18. Jim Wilbur, Superchunk
Most talk related to long-running indie-rock outfit Superchunk tends to focus on frontman Mac McCaughan (and the excellent record label he and bassist Laura Ballance co-founded, Merge). But guitarist Jim Wilbur is the architect of some of the band’s best songs—he tends to favor rave-ups like “Detroit Has A Skyline”—and a driving creative force in the band. Maybe his balding everyman looks make him easy to miss—30 Rock’s Scott Adsit should play him in a Superchunk biopic—but Superchunk would not be Superchunk without him.

19. Eric Axelson, The Dismemberment Plan
Travis Morrison once made a list of his 100 favorite albums and included a surprisingly large amount of Miles Davis and Prince. Still, there was nothing particularly funky about D.C. indie-rock outfit The Dismemberment Plan, no matter how many times Morrison mentioned Gladys Knight, but Eric Axelson’s bass work came close. Bouncy, slippery and significantly livelier than his contemporaries’, Axelson’s bass lines frequently were the melodic and rhythmic anchors of D-Plan songs.
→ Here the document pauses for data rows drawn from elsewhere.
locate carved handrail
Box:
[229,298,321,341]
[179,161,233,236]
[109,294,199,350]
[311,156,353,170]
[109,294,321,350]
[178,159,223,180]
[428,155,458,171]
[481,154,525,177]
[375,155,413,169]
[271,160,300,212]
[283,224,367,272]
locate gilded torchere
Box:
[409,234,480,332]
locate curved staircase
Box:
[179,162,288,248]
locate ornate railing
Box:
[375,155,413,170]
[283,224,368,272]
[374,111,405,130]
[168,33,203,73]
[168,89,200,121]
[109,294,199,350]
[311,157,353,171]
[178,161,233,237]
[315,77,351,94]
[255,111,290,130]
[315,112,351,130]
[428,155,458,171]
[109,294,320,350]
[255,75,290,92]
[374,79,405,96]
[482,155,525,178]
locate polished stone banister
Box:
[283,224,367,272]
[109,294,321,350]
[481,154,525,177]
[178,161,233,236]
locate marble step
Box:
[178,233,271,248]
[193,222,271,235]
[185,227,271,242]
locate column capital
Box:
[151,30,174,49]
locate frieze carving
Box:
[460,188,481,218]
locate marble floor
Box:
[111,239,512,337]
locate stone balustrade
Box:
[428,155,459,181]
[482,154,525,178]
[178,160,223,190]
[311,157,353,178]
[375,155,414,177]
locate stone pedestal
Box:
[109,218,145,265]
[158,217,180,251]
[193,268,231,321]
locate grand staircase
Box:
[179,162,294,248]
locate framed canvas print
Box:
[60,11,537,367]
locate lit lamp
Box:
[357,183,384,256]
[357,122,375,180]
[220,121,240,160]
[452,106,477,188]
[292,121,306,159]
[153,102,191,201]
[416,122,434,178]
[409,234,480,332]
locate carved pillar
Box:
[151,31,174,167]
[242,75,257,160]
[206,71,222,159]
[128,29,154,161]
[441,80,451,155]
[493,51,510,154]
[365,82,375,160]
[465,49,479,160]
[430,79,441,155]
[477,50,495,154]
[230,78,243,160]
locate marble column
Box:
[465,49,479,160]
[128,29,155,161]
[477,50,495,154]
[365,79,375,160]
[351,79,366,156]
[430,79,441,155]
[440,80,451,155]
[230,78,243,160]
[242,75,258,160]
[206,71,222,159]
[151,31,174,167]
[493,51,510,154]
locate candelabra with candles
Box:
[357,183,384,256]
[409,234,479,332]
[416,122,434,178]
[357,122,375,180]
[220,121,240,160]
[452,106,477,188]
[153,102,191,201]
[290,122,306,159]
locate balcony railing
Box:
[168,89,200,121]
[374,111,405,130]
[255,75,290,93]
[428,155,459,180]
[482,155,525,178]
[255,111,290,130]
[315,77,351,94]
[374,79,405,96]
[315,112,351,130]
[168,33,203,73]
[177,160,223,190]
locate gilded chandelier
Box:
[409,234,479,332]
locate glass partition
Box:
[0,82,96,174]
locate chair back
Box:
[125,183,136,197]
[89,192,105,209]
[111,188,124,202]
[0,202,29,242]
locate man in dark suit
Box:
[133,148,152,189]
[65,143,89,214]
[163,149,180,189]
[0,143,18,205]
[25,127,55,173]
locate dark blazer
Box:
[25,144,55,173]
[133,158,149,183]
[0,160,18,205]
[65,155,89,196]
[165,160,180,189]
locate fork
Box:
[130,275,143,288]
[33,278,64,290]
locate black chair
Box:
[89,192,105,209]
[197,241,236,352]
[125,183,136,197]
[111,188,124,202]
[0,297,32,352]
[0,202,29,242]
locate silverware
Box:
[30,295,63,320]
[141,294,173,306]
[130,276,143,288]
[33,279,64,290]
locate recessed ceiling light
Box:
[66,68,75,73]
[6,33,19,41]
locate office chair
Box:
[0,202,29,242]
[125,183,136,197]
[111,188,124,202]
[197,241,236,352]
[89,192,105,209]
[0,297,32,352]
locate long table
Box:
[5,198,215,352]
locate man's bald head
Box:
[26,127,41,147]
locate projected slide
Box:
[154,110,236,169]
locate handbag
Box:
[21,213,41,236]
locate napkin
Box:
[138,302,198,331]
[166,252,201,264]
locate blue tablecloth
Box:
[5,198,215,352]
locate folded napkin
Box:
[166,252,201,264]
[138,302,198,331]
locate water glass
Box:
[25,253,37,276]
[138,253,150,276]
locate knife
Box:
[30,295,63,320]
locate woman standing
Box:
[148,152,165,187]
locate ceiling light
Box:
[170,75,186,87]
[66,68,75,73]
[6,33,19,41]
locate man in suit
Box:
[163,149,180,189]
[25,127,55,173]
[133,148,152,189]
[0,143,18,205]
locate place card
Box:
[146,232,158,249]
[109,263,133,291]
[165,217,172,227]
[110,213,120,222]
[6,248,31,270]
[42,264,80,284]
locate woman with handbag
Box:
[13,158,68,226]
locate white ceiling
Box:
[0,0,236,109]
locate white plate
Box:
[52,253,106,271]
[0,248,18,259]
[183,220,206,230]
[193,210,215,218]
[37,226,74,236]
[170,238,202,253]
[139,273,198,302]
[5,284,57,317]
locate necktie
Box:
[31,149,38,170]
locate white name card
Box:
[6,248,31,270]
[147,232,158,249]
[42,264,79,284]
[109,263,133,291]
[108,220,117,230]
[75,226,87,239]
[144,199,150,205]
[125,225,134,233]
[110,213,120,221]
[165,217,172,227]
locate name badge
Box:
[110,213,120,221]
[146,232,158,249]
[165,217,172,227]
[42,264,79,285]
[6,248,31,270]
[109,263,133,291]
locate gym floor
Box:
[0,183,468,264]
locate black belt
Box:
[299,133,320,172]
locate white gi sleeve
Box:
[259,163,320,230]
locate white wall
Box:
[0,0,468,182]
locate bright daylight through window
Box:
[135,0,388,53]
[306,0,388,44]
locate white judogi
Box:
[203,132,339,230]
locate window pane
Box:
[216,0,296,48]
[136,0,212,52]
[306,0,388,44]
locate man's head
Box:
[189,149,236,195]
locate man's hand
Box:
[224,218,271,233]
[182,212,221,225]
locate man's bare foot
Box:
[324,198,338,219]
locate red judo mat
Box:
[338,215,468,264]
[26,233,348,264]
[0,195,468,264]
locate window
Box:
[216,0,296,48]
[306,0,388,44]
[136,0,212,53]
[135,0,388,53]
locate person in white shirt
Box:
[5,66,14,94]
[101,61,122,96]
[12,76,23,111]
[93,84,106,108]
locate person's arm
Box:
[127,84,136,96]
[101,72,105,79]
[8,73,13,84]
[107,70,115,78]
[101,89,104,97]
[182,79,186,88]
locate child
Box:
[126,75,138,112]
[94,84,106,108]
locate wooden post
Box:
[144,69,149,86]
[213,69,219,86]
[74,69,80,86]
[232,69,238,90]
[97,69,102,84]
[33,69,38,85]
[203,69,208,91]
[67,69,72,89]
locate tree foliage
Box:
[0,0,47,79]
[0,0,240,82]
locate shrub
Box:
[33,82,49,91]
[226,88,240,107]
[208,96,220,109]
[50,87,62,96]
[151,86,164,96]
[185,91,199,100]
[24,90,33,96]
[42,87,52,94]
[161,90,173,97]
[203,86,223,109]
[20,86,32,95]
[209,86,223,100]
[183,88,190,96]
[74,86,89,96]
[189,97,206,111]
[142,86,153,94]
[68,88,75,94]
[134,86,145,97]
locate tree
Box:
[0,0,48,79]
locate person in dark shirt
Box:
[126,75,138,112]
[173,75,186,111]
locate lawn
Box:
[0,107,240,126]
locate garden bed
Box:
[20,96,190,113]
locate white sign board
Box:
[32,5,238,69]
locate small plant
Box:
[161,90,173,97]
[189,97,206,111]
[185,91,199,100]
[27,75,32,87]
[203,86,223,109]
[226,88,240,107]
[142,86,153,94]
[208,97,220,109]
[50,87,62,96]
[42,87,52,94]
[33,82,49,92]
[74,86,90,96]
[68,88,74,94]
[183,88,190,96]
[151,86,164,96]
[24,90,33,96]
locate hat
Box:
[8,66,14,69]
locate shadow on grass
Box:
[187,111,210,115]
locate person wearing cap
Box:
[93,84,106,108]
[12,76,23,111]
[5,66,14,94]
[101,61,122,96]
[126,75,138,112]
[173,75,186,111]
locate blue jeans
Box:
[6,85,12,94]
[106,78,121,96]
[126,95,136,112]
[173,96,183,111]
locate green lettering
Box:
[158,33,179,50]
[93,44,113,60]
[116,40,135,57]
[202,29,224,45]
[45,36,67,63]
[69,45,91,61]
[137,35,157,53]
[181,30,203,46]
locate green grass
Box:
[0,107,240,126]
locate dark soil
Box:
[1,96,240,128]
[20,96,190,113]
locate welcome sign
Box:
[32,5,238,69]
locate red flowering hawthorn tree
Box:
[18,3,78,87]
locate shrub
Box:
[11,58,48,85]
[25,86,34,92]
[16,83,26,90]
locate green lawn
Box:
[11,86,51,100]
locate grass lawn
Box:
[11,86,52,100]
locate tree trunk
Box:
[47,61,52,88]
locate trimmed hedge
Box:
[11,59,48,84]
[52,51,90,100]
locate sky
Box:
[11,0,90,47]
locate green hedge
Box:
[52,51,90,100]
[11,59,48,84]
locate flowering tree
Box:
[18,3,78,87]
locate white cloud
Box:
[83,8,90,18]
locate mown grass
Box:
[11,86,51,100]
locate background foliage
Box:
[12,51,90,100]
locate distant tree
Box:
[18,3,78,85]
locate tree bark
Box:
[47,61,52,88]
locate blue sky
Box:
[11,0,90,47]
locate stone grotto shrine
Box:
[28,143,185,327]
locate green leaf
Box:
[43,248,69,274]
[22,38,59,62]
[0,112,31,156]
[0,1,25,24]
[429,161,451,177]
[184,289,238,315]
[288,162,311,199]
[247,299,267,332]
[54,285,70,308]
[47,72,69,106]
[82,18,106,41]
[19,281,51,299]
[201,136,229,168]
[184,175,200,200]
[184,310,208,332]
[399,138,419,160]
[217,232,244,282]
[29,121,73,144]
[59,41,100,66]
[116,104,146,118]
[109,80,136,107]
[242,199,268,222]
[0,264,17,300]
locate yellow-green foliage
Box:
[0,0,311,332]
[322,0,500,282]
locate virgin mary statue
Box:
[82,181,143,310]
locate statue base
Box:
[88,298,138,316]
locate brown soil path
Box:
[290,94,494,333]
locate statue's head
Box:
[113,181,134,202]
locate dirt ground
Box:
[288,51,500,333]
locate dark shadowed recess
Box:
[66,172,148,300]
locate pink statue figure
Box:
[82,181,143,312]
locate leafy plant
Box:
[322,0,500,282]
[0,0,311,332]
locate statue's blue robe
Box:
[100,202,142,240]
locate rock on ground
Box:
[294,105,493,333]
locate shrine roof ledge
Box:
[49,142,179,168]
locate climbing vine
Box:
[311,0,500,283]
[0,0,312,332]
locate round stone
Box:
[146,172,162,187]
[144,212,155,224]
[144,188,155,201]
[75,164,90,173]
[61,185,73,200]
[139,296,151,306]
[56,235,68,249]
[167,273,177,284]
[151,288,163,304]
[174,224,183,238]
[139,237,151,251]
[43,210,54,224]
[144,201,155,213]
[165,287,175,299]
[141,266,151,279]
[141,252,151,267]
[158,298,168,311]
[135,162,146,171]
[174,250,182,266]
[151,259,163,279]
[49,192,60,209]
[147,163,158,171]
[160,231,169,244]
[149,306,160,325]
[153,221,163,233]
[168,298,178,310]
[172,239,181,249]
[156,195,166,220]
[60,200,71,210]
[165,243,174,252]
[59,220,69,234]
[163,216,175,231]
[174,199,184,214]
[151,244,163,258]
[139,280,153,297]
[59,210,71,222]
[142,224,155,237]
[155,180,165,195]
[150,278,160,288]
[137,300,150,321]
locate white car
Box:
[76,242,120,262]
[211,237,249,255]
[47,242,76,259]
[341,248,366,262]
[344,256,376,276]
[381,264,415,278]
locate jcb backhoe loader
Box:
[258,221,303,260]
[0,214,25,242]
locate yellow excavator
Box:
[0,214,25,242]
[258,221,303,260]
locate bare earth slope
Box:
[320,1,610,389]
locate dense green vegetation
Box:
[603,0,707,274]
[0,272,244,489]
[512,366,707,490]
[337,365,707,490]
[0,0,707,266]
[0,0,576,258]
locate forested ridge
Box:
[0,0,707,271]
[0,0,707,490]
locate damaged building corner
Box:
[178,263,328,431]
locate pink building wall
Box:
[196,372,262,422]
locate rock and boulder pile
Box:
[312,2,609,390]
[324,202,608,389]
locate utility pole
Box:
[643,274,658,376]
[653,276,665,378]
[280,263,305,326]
For proof, check out Emergency & I’s cathartic closer “Back And Forth,” where Axelson’s literally goes back and forth between two notes, but still keeps the energy hotter than 90 percent of Flea’s work.

20-21. Ringo Starr and George Harrison¸ The Beatles
It’s practically cheating to include Ringo Starr and George Harrison on a list of under-appreciated sidemen; so much has been written about The Beatles by now that’s hard to think of either as “unheralded.” Yet both Starr and Harrison come the closest of anyone in this list to “be careful what you wish for” status, intimately tied to the most famous band of all time, but doomed to forever live in the shadow of that band’s more prominent members. Harrison wrote some of The Beatles’ most memorable songs and had a stronger, more consistent solo career than either John Lennon or Paul McCartney. While Ringo may not have set the world afire as a musician, his cheerful, working-class persona helped kept the band grounded—it’s hard to imagine Lennon or McCartney singing “With A Little Help From My Friends”—and his solo career had its share of success as well. Regardless of their achievements with The Beatles or beyond, Harrison and Starr will always be marked as the back-up to pop’s greatest singers and songwriters. It’s not the worst thing that could happen to a person, but it has to be a little frustrating to know that no one can read your name without thinking of someone else.